After booting out a CEO convicted of fraud, launching an electric heavy-duty truck and getting ready to start the first delivery of its flagship hydrogen fuel cell big rig, Nikola Corp. is looking to the next phase of its turnaround.

The company’s success is pinned on the fuel cell truck and its efforts to create depots where customers can get clean hydrogen to run the zero-emission vehicles.

“I think that’s very important because if you just have a world-class truck, a best-in-class truck, as we have, customers quite rightly will say, ‘Well, we’re out of hydrogen,’ ” Michael Lohscheller, Nikola’s CEO, told Automotive News. “What we want to do from the Nikola side is really offer the truck and the energy.”

The success of these ventures will be key for Nikola to become a serious competitor in the truck space, contribute to solving one of transportation’s most confounding issues and build up its reputation as a transformative company with technology that is decidedly not too good to be true.

Antti Lindström, an analyst at S&P Global Mobility, said the company’s commitment to delivering hydrogen trucks by the end of the year in North America is “telling of how important they think that that vehicle or that technology is for their credibility and market survival.”

Nikola also needs to deliver on hydrogen to meet its cash needs. In March, it announced a secondary stock sale that garnered little interest on Wall Street – the company’s underwriter was initially able to place only a third of the shares, and an unnamed private investor bought the remainder directly from Nikola.

The company reports its first-quarter results on May 9, but it logged a net loss of $784.2 million on revenues of $50.8 million in 2022, leaving it with cash and cash equivalents of about $323 million.

Nikola is still working to shed the baggage of its former CEO Trevor Milton, who was convicted of securities fraud after unveiling what turned out to be a fake hydrogen-powered truck. The publicity stunt almost derailed the business and contributed to a $125 million settlement of fraud charges with the Securities and Exchange Commission.

Lohscheller’s task now is to resolve the company’s unstable financial situation by making sure it has enough capital to pursue its strategy to become a provider of hydrogen trucks and fuel and to offer electric trucks for customers pursuing different avenues for reducing carbon emissions. Lohscheller said that Nikola has access to capital.
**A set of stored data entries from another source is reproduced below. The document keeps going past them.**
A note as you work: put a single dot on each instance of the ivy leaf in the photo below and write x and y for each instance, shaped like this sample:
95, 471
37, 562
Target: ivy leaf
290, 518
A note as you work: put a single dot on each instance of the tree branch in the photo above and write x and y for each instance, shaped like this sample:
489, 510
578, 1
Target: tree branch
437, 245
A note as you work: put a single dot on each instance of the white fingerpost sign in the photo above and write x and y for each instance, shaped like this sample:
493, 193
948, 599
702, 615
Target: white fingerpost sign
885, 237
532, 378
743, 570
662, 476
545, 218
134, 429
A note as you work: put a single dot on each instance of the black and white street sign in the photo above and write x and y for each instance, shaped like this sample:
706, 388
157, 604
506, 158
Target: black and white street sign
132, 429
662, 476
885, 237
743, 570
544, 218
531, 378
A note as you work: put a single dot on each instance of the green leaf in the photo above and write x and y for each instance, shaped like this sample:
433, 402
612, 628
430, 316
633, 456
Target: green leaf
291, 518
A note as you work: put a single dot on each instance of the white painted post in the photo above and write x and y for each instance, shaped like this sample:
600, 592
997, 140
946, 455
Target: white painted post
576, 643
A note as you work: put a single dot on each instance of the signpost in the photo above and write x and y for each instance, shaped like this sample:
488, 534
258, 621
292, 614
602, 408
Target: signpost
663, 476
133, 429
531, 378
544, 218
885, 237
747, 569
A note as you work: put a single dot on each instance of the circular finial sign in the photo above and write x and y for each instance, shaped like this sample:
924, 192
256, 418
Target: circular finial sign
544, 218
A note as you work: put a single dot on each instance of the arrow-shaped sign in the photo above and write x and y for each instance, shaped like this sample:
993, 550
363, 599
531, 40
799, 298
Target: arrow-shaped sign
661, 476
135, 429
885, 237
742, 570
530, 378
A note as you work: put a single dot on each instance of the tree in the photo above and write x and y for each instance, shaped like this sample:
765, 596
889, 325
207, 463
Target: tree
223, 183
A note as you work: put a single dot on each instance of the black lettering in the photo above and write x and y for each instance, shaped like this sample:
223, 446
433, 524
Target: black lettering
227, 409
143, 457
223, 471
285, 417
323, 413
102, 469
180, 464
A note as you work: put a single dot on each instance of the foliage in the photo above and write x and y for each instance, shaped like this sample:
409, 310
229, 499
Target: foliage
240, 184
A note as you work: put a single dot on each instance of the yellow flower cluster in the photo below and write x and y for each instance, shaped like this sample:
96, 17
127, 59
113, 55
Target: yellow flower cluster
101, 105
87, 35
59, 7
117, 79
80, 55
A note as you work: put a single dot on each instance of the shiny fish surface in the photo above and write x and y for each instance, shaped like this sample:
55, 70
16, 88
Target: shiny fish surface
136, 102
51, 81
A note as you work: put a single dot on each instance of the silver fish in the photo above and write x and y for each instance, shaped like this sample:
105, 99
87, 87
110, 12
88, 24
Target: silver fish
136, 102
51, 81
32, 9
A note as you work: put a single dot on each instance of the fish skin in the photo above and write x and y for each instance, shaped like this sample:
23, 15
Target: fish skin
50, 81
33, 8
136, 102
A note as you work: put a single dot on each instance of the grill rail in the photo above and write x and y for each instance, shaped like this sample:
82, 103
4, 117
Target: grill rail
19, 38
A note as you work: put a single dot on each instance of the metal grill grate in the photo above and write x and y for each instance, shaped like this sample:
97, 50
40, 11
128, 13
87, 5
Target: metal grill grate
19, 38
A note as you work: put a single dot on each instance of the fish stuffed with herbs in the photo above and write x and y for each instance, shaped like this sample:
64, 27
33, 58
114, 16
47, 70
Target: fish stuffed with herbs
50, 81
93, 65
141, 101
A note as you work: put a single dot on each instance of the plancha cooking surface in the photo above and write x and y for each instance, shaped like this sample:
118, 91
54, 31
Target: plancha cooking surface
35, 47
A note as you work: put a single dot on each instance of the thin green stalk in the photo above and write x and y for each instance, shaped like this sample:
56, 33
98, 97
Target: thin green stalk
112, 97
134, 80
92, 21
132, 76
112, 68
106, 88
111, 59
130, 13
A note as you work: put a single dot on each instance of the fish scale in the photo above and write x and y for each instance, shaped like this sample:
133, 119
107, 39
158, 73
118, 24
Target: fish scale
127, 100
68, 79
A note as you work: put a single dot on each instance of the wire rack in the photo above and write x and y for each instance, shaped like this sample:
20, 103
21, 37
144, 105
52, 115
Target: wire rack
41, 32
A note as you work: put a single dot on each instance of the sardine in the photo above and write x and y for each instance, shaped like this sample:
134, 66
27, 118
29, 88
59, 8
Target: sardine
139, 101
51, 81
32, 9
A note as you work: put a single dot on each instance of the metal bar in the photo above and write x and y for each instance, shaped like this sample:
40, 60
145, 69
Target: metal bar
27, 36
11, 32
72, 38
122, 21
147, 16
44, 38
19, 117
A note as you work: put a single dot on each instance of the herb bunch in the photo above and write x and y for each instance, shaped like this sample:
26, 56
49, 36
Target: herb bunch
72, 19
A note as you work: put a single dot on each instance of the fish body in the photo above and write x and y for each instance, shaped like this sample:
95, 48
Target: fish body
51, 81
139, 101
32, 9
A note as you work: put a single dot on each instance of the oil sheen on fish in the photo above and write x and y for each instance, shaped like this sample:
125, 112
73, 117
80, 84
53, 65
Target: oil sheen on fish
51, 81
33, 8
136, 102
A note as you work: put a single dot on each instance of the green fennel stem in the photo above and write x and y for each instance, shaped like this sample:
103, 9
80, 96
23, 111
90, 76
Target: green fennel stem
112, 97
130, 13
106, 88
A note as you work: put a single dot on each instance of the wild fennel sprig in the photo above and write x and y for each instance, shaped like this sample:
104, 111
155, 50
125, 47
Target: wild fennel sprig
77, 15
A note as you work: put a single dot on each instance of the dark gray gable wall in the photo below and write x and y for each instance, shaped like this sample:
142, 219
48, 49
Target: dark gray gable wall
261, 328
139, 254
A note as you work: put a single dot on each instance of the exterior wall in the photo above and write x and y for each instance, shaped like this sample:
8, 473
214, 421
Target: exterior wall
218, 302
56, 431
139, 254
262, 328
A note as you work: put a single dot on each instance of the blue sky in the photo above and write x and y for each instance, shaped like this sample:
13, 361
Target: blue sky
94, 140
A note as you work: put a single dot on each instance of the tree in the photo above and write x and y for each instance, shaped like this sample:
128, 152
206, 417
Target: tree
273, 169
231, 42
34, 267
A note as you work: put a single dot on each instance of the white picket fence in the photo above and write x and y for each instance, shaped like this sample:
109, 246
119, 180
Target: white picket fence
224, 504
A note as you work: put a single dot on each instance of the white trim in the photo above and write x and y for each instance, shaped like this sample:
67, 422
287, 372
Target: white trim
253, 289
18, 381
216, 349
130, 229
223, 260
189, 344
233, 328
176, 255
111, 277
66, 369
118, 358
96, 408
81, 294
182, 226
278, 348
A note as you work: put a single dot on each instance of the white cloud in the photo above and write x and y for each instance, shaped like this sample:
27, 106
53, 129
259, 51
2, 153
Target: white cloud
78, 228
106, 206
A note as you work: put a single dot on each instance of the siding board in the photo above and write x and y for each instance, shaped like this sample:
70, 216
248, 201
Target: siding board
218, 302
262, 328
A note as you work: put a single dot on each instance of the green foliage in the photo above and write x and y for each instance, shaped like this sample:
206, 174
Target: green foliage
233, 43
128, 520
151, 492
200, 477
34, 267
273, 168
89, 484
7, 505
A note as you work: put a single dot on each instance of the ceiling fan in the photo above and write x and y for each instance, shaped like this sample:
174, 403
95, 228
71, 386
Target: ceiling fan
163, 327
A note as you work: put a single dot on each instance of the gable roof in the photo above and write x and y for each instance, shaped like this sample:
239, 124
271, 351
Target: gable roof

“We have to focus on what really matters, and that is absolutely for us, the energy business, but in particular also with hydrogen, the fuel cell truck,” he said. “That’s where the focus is.”

Lohscheller said that Nikola plans to produce the hydrogen trucks in the third quarter of the year and will deliver up to 150 of them in 2023. In 2024, he said, Nikola will have “full capacity for both” battery-electric and hydrogen-powered trucks.

AJR Trucking, which carries mail for the United States Postal Service and moves freight in and out of the ports of Los Angeles and Long Beach, has purchased 50 hydrogen fuel trucks. Alberta Motor Transport Association in Canada has bought one, and GP Joule, a German green energy system provider, announced a letter of intent to order 100 of them in January.

Other manufacturers are right behind Nikola. Toyota says it will begin to assemble its hydrogen fuel cell modules in 2023, and at the ACT Expo in Anaheim, Calif., this week, the automaker said that Paccar’s Kenworth and Peterbilt brands will put the powertrain in their Class 8 trucks.

Hyundai also revealed a U.S. version of its Xcient Class 8 fuel cell tractor that will begin operations for customers in Northern California this year.

Nikola’s hydrogen plans include partnering with Voltera, an EV charging infrastructure company, to develop up to 50 hydrogen stations in North America in the next five years.

Voltera will site, build, own and operate the refueling stations, while Nikola will supply the hydrogen fuel through its hydrogen production brand, HYLA.

“We will make sure that hydrogen is available for our future truck customers,” said Lohscheller. “We want to bring the chicken and the egg together.”

The company said in a 2022 SEC filing that executives “believe the key differentiator of our business model is our planned hydrogen fueling ecosystem,” and acknowledged that “our plan to build a network of hydrogen fueling stations will require significant cash investments and management resources and may not meet our expectations with respect to additional sales” of hydrogen vehicles.

If Nikola stays on schedule, its hydrogen truck and power stations will meet a pressing need. Batteries either have a prohibitively limited range or too much weight to power long-haul, heavy-duty trucks. Lengthy charging times, too, make them an incomplete solution.

Hydrogen fuel cell trucks are lighter, leaving more room for payload. They also look to have more range and require shorter fueling time – if the infrastructure is available.

“We want to use this time” to “make sure that we are very well-positioned,” Lohscheller said. “Speed is important.”

Nikola’s race – against its competitors and against the cash burn – is on.